I have a lot more strength of heart than I often give myself credit for.
Sometimes, i dismiss it to wave away a heartfelt observation from a friendly party commenting on my ability to take so much, and get back only but a little. But more often than not, the discredit comes from not wanting to rely so much on pride than the actual quality itself. Because the more one romances the elation of a compliment, the more the fire burns, consuming the reason for the compliment itself. In its place then lies a facade of what should really be.
And that's my weakness, see. I am driven by pride. I take it all, knowing I can do it, but not understanding the limits of these two hands. In constantly outdoing myself again and again, I often forget I am what I am because of who I am, not what they say I am. Does that make sense to you?
My days are often time spent lost in the recesses of my mind. Compartmentalising, storing, feeling, prioritising... It helps me stay sane in the way I know how. Letting the pain and any other bothersome emotions wash through me in the quiet moments to myself, then leaving the dealing part to deal with. It's effective, but sometimes the heart grows weary, and sometimes gets numb from the being on the sharp edge of the knife.
Ah, but this heart is weary. All my life seems to be converging in on me, trying to happen all at once. It's wonderful, it's overwhelming, it's scary... And while I can take it all, serve them up on a platter and swallow the bitter pills that they sometimes are, I sometimes feel that this body is growing weak from lack of maintainence.
My heart is strong, but my body is weak, in more ways than one. There is a lethargy in my limbs that have set in from neglect. An almost surrender to the contours of the bed as I stretch my mind to its very limits. I have to put an end to that sooner or later, and I only hope it would be sooner.
But then, where I lack in physical strength, Asdil bridges the gap. Sometimes, all I really need is for him to hold my kitestring to make sure I don't fly too high up and disappear behind the clouds. I need him to tether me down when I'm too far, I need him to ground me in reality.
The strength he offers me can simply be the space between his arms and his chest. Or sometimes the crook of his neck where I burrow my face in as he encircles an arm around me. Or even his errant gesture of rubbing the side of my crown in assurance. And even just his hand reaching over to take mine. It doesn't take much. It's like time stops when I'm with him. And the demons that plague my thoughts decide to quiet down as I am wrapped in the moment.

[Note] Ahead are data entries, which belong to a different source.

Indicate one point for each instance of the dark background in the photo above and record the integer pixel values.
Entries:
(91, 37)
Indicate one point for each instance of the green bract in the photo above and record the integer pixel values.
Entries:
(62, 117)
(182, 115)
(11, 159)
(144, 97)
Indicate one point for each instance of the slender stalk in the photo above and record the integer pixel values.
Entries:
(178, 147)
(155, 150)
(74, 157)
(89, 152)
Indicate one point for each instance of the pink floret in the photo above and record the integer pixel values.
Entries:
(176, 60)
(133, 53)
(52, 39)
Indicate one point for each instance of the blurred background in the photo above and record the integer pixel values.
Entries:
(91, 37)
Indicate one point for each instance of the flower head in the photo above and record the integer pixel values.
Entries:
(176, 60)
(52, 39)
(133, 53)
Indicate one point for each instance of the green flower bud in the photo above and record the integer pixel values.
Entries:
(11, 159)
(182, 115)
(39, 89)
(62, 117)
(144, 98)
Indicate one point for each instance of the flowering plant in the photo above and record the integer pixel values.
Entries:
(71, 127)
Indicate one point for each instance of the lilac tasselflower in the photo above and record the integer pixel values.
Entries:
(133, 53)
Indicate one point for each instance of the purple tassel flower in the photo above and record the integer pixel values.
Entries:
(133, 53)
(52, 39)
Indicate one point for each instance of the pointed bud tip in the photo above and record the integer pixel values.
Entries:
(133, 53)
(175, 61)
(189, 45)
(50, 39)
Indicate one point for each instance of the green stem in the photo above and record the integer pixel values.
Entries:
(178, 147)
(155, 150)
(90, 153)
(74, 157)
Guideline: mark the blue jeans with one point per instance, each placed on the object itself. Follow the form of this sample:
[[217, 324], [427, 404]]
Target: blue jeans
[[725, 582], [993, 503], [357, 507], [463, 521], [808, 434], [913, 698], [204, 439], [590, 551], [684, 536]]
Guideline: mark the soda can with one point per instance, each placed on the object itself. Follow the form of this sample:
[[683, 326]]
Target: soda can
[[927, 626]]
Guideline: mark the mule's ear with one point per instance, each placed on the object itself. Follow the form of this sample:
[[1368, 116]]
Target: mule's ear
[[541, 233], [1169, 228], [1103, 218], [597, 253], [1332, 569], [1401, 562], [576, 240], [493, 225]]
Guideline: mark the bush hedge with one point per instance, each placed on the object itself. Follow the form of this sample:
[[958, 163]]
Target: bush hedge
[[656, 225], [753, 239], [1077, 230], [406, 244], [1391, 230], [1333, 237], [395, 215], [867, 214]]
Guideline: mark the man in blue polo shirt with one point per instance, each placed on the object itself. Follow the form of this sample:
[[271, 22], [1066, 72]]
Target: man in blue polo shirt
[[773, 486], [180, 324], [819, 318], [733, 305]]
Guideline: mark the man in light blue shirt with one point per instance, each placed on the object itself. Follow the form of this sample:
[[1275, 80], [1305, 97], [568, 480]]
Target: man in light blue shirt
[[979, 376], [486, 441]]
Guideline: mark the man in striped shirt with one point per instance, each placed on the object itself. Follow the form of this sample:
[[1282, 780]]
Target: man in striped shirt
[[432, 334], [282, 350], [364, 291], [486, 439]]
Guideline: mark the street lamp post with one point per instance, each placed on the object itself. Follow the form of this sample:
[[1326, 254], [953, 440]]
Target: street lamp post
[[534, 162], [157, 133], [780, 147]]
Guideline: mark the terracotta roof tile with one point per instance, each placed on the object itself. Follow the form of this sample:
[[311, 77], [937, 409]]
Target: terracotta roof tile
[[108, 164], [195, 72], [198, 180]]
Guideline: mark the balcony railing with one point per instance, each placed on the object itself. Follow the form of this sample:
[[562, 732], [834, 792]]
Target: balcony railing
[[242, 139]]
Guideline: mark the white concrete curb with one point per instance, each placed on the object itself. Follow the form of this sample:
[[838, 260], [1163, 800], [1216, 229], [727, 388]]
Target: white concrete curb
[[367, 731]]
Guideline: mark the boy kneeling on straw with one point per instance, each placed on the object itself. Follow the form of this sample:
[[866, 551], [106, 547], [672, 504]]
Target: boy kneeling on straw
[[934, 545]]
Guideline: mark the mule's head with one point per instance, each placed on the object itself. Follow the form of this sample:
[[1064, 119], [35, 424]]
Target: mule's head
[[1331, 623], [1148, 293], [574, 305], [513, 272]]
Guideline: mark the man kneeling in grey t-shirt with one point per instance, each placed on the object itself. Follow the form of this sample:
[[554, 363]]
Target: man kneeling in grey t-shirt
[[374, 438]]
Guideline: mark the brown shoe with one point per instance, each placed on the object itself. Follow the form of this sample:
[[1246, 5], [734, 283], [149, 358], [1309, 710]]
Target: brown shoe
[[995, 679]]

I think in that way we compliment one another.
I kid you not, life has its moments. When it's hard, it really is. But those breath-catching moments, even if they are only a precious few, makes it all worth it. I can be strong, and I am strong, but the fight is only worth it if you have a reason to fight for. And I fight for the love of life, for my family, for my Asdil, for my friends, and for simply
me and the future I want to have.
So, Heart, it's you and me. Let's see where this life takes us.